So, as I said $V$ is the real Vectorspace $\Bbb R[X]$ and $M\subset \Bbb R$.
Furtermore, $Φ : V → Func(M,\Bbb R)$ which is a linear function given via $Φ(f)(m) := f(m)$.
What I do not really understand how the function $Φ$ works and what is $Func(M,\Bbb R)$ and what does $ Φ(f)(m):=f(m)$ mean.
Thanks for your help in advance.
$Func(N, \Bbb R)$ is the set of ALL functions from $M$ to the real numbers.
$V$, on the other hand, is the set of polynomials in $X$ over the reals (which happens to be a vector space).
Let's look at an example: $M = \{2, 3\}$.
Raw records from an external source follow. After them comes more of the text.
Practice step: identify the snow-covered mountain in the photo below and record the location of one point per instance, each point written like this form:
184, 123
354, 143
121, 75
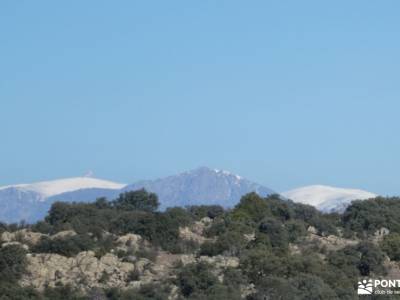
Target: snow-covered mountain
200, 186
30, 202
327, 198
47, 189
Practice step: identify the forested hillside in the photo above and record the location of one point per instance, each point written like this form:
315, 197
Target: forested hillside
264, 248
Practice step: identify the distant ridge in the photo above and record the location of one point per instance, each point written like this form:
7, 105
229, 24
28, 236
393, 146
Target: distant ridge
203, 185
327, 198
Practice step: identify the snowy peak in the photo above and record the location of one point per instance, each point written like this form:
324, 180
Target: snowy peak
47, 189
327, 198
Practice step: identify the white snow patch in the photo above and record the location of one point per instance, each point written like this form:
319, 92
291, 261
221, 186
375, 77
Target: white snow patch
55, 187
327, 198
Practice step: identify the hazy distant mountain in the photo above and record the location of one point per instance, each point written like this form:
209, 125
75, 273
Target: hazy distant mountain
326, 198
199, 186
30, 202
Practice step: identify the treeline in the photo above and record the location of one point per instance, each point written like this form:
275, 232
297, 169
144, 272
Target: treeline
261, 232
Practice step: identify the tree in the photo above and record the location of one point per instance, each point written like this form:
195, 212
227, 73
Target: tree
137, 200
391, 245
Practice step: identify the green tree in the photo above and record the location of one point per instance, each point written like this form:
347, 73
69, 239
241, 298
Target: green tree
137, 200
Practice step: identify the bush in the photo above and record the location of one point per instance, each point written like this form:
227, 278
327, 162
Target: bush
137, 200
67, 246
391, 246
12, 263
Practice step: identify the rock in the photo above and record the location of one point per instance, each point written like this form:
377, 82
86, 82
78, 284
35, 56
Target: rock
312, 230
129, 241
63, 234
15, 243
23, 236
83, 271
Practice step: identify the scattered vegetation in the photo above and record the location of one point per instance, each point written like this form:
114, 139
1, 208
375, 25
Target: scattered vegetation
261, 232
Now a typical element of $V$ is something like $p(x) = x^2 - 1$. What's $$ \Phi(p)? $$ Well, it's supposed to be a function on $M$. So you have to say what the value of $\Phi(p)$ is for each element of $m$. The rule tells you: $$ \Phi(p)(2) $$ for instance, is the value of the polynomial $p$ at $2$, i.e., $p(2) = 2^2 - 1 = 3$. Similarly, $\Phi(p)(3)$ is $p(3)$, which is $3^2 - 1 = 8$.